Along with Bebean and Janggan styles, the third traditional type of kite found in the festivals is Pecukan (leaf-like) are the most unwieldy and challenging to fly. Historically, the kites come in 3 colors: red, representing the Hindu god Brahma, the creator; white, for Vishnu, the preserver; and black, for Shiva, the destroyer. Today those are the only colors found in competition, with a recent addition of yellow, meaning balance. Balinese kite culture has even appropriated their own Hindu god, Rare Angon, who after harvesting the rice fields, descends to Earth accompanied by a flute that serves to summon the wind.
The fourth category of kite to be found on the Battlefield is Kreasi Baru, or New Creation. These playful, vibrantly-colored kites will take the form of sea creatures, firearms, Sanskrit words, airplanes, dollar symbols, planets, pirate ships, cartoon characters, motorbikes and Hindu deities.
Surprisingly enough, the limiting factor in the growth of these kites has not been physics or materials – it is that Balinese roads are so narrow. Before 2006, when the Meranggi family invented a system in which the crossbar could be dismantled and folded in half, there was no way for a team to physically move the largest kites from their temple or community center to the Battlefield.
Beyond the weekend festivals, which primarily take place in and around the beach town of Sanur, kites of all shapes and sizes are flown day and night. In Djimbaran, boys attach LED lights to their kites before sending them up, tying the kitestring to a post to create a constellation of dancing stars until the next morning.
In following a kite string back down to terra firma, the odds of finding a tree stump at the other end are far greater than the hands of a female. While in the West, kite-flying is non gender-specific activity, in Bali it is nearly uniformly male.
The longtime festival commentator, Putu Nurhayati, 41, however, wants to make that a part of history. In 2015, she founded Team Srikandi, Bali’s first all-female kite team. Suffering taunts, ridicule and more than a little fascination from their male counterparts, Nurhayati and her teammates must focus on perfect festival execution to avoid scrutiny.
Kite season isn’t without its perils. I was told about an expat who was warned to “be careful, it’s kite season.” He laughed it off, but the very next day his wife was riding her motorbike with their son strapped to her chest through rice paddies when a thick line struck her below the chain and just above her son’s head. Thankfully, the line snapped before throwing them both from the bike.
On an island struggling under the weight of its own garbage and plastics crisis, kite season does not help. Many entry-level kites, purchased for a penny or less, are made from extremely thin, low-quality plastic and are made to last for an afternoon at best. The patrons are often the youngest boys, who leave them in the exact spot they crash for the final time, spoiling rice field and beach alike.

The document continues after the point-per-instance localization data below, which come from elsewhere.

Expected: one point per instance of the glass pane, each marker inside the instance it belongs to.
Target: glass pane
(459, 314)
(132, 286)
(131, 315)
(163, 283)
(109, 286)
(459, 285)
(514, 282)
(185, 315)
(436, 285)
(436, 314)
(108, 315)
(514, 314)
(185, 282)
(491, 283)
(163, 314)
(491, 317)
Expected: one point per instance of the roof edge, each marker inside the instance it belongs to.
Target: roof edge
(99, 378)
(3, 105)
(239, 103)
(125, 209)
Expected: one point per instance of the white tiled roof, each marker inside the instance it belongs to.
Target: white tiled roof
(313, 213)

Bali’s tourism and development boom in recent years has pushed kite enthusiasts into increasingly smaller and less-desirable green spaces, particularly in urbanized areas. Rather than a fallow rice paddy, kids are often squeezed into empty lots full of rubble and garbage to play layang layang. Even the fabled Battlefield, beside the beach in Sanur, is unprotected. Despite efforts by Sotto and the kite community to have it recognized as a cultural site by the governor, it is rapidly being developed, putting this unique cultural and community celebration at risk.